Getting on the Media’s Radar
Once you have your plan, it’s all about placement. How do you get attention in the deafening echo chamber of today’s technology news cycle? As Hammerling puts it — unsurprisingly — it’s all about relationships. And you don’t need to be a communications pro to make them. The obvious rules apply: be smart, pay attention, and don’t be rude. But there’s a bevy of other hacks for getting noticed.
“Figure out who’s covering your industry — whether it’s the broader tech industry, internet of things, consumer internet, mobile, whatever,” Hammerling says. “Then there will be those few reporters who cover that specific area you’re in. Make sure you read everything they write. And don’t just look forward, go back in time. Get a sense of their writing style and personality, what topics interest them.” Following reporters on Twitter can also give you a better sense of their life outside of work and what they’re really passionate about. All of this can be used to craft personalized communications.
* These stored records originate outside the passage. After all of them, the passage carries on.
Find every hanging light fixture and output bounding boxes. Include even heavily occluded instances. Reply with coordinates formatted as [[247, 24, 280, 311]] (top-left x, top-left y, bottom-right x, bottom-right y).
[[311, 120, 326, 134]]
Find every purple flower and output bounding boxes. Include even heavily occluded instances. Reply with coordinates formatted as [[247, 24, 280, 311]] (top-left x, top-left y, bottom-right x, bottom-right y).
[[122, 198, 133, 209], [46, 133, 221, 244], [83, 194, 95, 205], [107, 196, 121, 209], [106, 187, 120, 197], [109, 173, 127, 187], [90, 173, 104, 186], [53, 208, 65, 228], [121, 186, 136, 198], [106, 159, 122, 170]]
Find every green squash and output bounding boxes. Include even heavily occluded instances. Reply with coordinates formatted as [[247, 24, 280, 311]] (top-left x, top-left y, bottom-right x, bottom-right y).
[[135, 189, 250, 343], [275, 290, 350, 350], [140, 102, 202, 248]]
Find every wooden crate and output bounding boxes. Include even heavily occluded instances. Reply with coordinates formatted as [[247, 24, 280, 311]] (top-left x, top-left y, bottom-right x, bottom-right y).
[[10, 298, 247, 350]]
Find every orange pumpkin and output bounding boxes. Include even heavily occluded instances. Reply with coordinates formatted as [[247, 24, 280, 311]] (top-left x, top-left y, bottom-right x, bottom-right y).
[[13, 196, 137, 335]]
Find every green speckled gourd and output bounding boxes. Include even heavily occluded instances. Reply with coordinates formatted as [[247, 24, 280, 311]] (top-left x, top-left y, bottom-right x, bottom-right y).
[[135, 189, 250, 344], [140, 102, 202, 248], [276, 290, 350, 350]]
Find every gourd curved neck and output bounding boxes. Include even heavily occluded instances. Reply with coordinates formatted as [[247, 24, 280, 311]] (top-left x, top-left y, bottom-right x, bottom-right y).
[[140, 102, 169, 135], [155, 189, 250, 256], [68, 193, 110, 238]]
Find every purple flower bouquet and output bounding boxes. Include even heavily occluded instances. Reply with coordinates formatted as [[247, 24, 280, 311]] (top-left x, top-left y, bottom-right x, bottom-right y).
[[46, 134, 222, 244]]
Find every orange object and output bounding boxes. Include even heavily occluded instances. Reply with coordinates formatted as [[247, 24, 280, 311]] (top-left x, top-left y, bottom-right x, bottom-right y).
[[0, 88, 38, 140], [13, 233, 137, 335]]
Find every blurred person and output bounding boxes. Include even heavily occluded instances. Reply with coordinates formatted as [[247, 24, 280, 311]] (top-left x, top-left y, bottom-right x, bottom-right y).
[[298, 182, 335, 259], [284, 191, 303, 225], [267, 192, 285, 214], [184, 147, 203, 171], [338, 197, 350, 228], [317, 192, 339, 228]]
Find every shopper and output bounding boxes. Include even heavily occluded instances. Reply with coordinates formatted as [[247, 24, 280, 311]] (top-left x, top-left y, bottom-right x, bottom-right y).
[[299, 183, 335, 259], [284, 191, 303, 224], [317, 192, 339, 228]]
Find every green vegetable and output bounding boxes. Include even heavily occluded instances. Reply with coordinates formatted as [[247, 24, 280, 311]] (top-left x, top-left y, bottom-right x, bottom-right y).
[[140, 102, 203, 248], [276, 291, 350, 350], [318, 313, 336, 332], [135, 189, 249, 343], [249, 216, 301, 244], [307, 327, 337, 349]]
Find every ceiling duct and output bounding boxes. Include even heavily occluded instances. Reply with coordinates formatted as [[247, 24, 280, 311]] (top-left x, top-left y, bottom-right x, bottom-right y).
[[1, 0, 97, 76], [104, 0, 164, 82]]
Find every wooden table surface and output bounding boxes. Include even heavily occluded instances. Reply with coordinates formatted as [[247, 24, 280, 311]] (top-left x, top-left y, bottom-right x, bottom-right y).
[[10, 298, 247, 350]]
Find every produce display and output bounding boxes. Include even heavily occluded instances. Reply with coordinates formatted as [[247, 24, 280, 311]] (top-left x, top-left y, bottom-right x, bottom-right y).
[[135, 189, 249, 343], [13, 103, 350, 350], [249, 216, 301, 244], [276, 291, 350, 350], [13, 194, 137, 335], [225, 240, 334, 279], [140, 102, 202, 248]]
While there is no set number of reporters an entrepreneur should work with, there’s value in forging meaningful relationships with a good handful in your area and broader industry, Hammerling says. When she first got her start, the tech media was less built out, and she made it a point getting to know 15 of the most influential reporters in the sector. “Now they’re running their own publications, their own bureaus, their own blogs,” she says. “If you’re a young entrepreneur, get to know the younger guys too — that’s just as important because these are people who share your mindset. They are entrepreneurial too, and they’re going to be the big guys down the road.”
Don’t be afraid to reach out.“The reporters covering tech want to hear your story. They’re actively looking to build relationships with entrepreneurs. If you live in the same city, try to set up some time to talk. If you don’t, then drop them a note a few weeks before you pass through their area and say you’d love to grab coffee. Not everyone will say yes, but a lot will,” Hammerling advises. Of course, don’t do this until you have your message down, know it backwards and forwards, and can clearly explain your value proposition to the market. She also advises against talking to reporters directly too far in advance of launch. There’s risk that you’ll tip your hand before your company’s ready. Once your product’s out in the open, that’s the time to focus on maintaining connections.
The importance of social media is a testament to how much the media relations game has evolved. In the past, it was a common tactic to offer an outlet an exclusive to get their attention — but this isn’t a good hand to play when there are hundreds of influential blogs out there. It’s one thing if you have a massive story that The Wall Street Journal or The New York Times might want to print, but this is hardly the case at the early-stage level.